Based on our extensive preliminary data, we believe that persistent infections caused by MRSA and CA result from
a three-way interaction of the pathogen, host immune response and antimicrobial agent in vivo. We hypothesize that
persistent isolates: 1) have specific epigenomes to enable persistence; 2) subvert innate immune programming
and memory for immune evasion; 3) evoke non-protective or maladaptive immune responses; and 4) exploit
contextual immunity as persistence reservoirs. We further posit that conventional approaches to study this clinically
urgent phenomenon are insufficient to understand it. We have developed three independent but synergistic research
Projects to overcome these limitations.

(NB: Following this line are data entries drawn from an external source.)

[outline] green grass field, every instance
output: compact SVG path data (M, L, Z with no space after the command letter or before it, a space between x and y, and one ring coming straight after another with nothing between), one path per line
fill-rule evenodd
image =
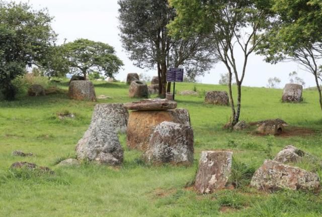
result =
M84 163L58 167L59 158L74 156L77 141L87 129L96 103L125 102L128 86L123 83L95 83L97 95L112 99L97 102L69 99L64 94L39 97L21 96L0 101L0 216L317 216L322 215L322 193L258 191L249 186L245 171L257 169L270 155L293 144L322 156L322 113L317 92L304 90L298 104L281 102L282 90L243 87L241 120L280 118L292 127L309 130L307 135L260 136L252 130L240 132L222 129L230 108L203 103L204 91L226 90L225 86L177 83L178 91L192 90L200 96L176 96L178 107L190 112L195 136L195 161L190 167L151 167L142 163L141 153L129 150L126 135L120 135L124 162L119 168ZM66 83L59 85L67 89ZM60 120L57 113L68 111L72 120ZM272 145L272 151L268 148ZM15 157L13 151L33 152L32 157ZM234 189L209 195L194 192L194 179L203 150L233 151ZM19 175L9 170L18 161L53 169L55 175ZM302 162L301 167L317 172L321 166ZM239 172L239 173L238 173ZM21 174L20 174L21 175Z

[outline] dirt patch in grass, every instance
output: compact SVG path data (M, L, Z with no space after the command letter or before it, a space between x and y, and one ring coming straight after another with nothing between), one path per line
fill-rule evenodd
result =
M314 135L315 133L316 132L313 130L308 128L288 127L285 128L284 132L275 136L281 138L289 138L295 136L305 137ZM267 136L266 135L260 134L257 132L253 132L251 133L251 134L259 136Z
M150 193L152 197L157 199L170 196L176 192L177 189L175 189L156 188Z

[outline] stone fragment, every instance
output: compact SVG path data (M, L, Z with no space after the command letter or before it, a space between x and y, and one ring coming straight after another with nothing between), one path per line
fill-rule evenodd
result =
M147 163L189 166L193 162L193 131L188 125L164 122L151 135L144 154Z
M98 125L116 133L125 133L129 113L122 103L97 104L91 125Z
M28 88L28 94L29 96L38 96L46 95L45 89L39 84L33 84Z
M73 158L69 158L64 160L60 162L58 166L79 166L80 165L80 162L77 160Z
M207 104L228 105L229 99L226 91L211 91L206 93L205 102Z
M135 80L139 80L139 75L137 73L128 73L126 78L126 83L131 84L132 81Z
M203 151L195 189L201 193L211 193L225 188L230 175L232 162L231 152Z
M251 182L251 186L266 191L287 189L318 192L320 185L315 173L269 160L257 170Z
M283 91L282 100L284 102L299 102L302 100L303 86L300 84L287 84Z
M94 117L93 116L93 118ZM123 150L114 130L101 126L108 126L104 120L93 122L76 146L77 159L96 162L110 166L120 165Z
M37 164L33 163L29 163L25 161L18 161L15 162L11 165L10 168L11 169L21 169L24 168L32 171L38 170L42 173L49 173L51 175L55 174L55 172L48 167L38 166Z
M94 86L90 81L72 81L69 84L68 96L73 99L96 101Z
M176 108L177 102L165 99L147 99L126 103L124 107L129 110L163 111Z
M146 150L153 128L164 121L190 126L189 112L184 108L130 113L126 132L128 147L132 149Z
M76 81L86 80L86 78L85 78L85 77L82 76L80 75L73 75L72 76L71 76L70 80L69 80L69 82L68 83L68 84L70 84L71 81L74 81L74 80L76 80Z
M289 145L279 152L273 160L281 163L295 163L299 161L305 154L303 151Z
M32 156L33 155L33 154L31 152L29 153L25 153L21 150L15 150L12 152L12 155L13 156L18 156L20 157L27 157Z
M129 97L131 98L147 98L147 85L144 81L133 81L129 88Z
M153 76L151 80L151 84L159 85L159 77L158 76Z
M249 126L247 124L245 121L241 121L238 122L237 124L233 126L233 129L235 131L243 130L247 129L249 127Z
M260 124L257 132L263 135L276 135L281 134L284 131L285 122L280 119L270 120Z
M179 95L197 95L198 92L193 90L183 90L179 92Z

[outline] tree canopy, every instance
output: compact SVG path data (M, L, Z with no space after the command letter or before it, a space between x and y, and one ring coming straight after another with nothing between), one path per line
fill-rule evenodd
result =
M168 0L119 0L118 4L123 47L135 65L156 68L160 94L165 95L169 67L184 67L193 78L211 68L215 50L209 39L197 34L185 39L169 34L167 25L176 12Z
M27 4L0 1L0 83L7 99L15 97L11 81L26 67L45 58L56 35L47 11Z
M82 74L86 78L92 70L114 77L123 65L113 47L103 42L80 39L63 45L61 49L69 73Z

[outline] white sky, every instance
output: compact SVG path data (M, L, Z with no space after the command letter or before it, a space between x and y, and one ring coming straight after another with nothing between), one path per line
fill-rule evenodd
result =
M52 27L58 34L58 43L64 39L72 41L77 38L86 38L107 43L113 46L117 55L124 62L123 69L116 77L124 80L126 74L130 72L145 73L147 75L156 75L156 70L146 70L133 65L126 52L122 47L117 28L117 0L15 0L15 2L29 2L35 9L47 8L49 14L55 17ZM240 56L242 58L243 56ZM238 56L236 58L238 60ZM306 87L314 86L313 75L304 71L302 67L294 62L271 65L263 61L259 56L250 56L246 74L243 82L245 86L266 86L269 78L277 77L282 82L279 87L288 82L288 73L293 71L304 79ZM218 63L209 74L198 78L202 83L217 84L220 74L226 69L223 64Z

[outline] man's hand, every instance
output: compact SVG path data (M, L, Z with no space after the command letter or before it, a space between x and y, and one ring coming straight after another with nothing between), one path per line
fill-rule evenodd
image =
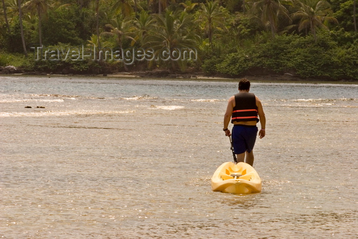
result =
M260 132L259 132L259 136L260 136L260 138L262 139L262 138L265 137L265 129L261 128L260 129Z
M230 133L230 130L228 129L225 131L225 135L227 136L231 136L231 133Z

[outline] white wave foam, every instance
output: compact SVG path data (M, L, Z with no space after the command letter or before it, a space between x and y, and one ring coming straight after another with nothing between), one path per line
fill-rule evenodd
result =
M142 96L133 96L131 97L122 98L122 99L127 100L155 100L158 99L157 97L151 97L147 95Z
M162 105L155 107L158 108L165 110L167 111L173 111L174 110L179 110L181 108L183 108L184 107L184 106L181 106L179 105Z
M21 102L63 102L62 99L0 99L0 103L16 103Z
M34 112L0 112L0 118L5 117L41 117L46 116L61 116L74 115L116 115L129 114L135 112L136 111L42 111Z
M218 100L217 99L196 99L194 100L191 100L192 101L195 102L218 102L221 101L220 100Z

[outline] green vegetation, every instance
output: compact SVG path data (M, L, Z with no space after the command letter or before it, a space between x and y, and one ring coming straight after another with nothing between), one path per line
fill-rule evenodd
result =
M355 0L2 1L0 67L358 80Z

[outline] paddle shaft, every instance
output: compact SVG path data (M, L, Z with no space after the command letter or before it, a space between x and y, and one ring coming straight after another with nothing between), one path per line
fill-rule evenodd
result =
M231 140L231 136L229 136L229 138L230 139L230 144L231 145L231 147L230 148L230 149L231 149L233 151L233 157L234 158L234 162L235 162L235 163L237 163L237 159L236 159L236 155L234 152L234 147L233 146L233 142Z

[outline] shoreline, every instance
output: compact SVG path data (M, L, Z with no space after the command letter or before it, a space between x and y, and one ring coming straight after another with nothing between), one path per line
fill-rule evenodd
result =
M331 80L322 78L303 78L290 74L286 73L283 75L266 74L266 75L249 75L237 77L229 77L218 75L207 75L203 73L185 73L185 74L170 74L166 71L147 71L147 72L119 72L108 74L51 74L46 72L23 72L23 73L10 73L4 74L0 72L0 76L48 76L53 77L108 77L108 78L125 78L132 79L190 79L191 80L209 80L209 81L236 81L239 79L247 78L252 82L262 81L269 82L302 82L302 83L317 83L317 82L331 82L331 83L358 83L358 80Z

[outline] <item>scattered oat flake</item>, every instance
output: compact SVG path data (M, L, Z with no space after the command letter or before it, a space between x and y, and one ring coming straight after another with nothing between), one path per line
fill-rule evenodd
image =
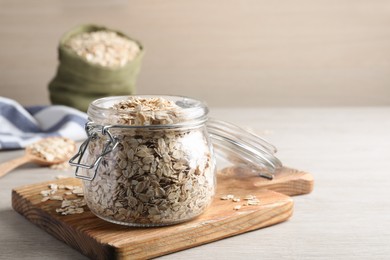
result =
M244 197L244 200L253 200L253 199L256 199L256 196L254 196L254 195L246 195Z
M55 184L55 183L51 183L51 184L49 184L49 188L50 188L51 190L58 190L58 185Z
M47 196L47 197L43 197L43 198L41 199L41 201L42 201L42 202L45 202L45 201L48 201L49 199L50 199L50 197Z
M248 200L247 204L248 205L259 205L260 204L260 200L258 200L258 199Z
M51 196L50 200L64 200L62 196Z

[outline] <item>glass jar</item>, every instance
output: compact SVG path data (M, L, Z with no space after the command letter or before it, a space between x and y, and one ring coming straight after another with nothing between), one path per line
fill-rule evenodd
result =
M133 100L130 106L128 99ZM212 140L222 157L256 165L263 176L272 177L281 165L272 147L207 115L205 103L179 96L119 96L92 102L88 139L70 160L77 166L76 177L83 179L90 210L106 221L129 226L171 225L197 217L216 190Z

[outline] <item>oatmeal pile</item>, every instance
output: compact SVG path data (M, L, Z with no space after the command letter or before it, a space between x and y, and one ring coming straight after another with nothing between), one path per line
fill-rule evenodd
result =
M215 163L204 126L153 128L182 120L183 108L164 98L131 97L112 109L120 116L111 123L145 127L111 129L117 148L101 161L95 179L84 181L91 211L129 225L172 224L201 214L215 193ZM90 144L89 163L106 140L100 135Z
M88 62L109 68L125 66L140 52L136 42L112 31L81 33L65 46Z

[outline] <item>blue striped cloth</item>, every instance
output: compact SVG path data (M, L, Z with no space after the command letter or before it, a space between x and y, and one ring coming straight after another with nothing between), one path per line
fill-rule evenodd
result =
M0 150L21 149L43 137L86 138L87 115L66 106L23 107L0 97Z

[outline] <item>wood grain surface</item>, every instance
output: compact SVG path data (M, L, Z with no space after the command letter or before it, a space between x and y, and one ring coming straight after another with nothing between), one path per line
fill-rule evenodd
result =
M81 185L80 180L75 178L16 188L12 192L12 206L35 225L92 259L143 259L285 221L292 215L293 201L270 189L295 195L312 190L309 173L289 168L284 168L273 181L260 177L256 177L255 182L243 181L245 178L242 171L226 169L219 174L216 197L204 214L192 221L166 227L120 226L99 219L89 210L82 214L61 216L55 211L61 201L41 201L40 191L47 189L50 183ZM296 184L301 182L303 184ZM260 199L260 204L234 210L235 205L243 202L221 200L220 197L226 194L241 198L255 195Z

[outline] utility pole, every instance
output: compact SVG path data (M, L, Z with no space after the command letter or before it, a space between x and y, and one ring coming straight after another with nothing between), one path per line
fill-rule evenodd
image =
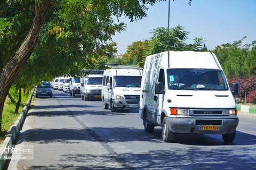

Each Project brings proven strengths and innovative approaches to bear on
Specific Aims that synergize via a systems-based approach supported by outstanding technology, bioinformatics and
computational Cores. Here, we will use state-of-the-art technologies to comprehensively analyze the genetics and
epigenetics of pathogens and the host immune system in context of antimicrobial therapy in laboratory studies and
experimental models of infection. In turn, these data will be analyzed using powerful bioinformatics and computational
methods to detect hidden patterns within large complex datasets. By understanding these factors and their interactions,
new approaches to identify and treat high risk patients can be developed and applied to improve and save lives. These
goals are ideally aligned with priorities of the National Institutes of Health and Centers for Disease Control & Prevention.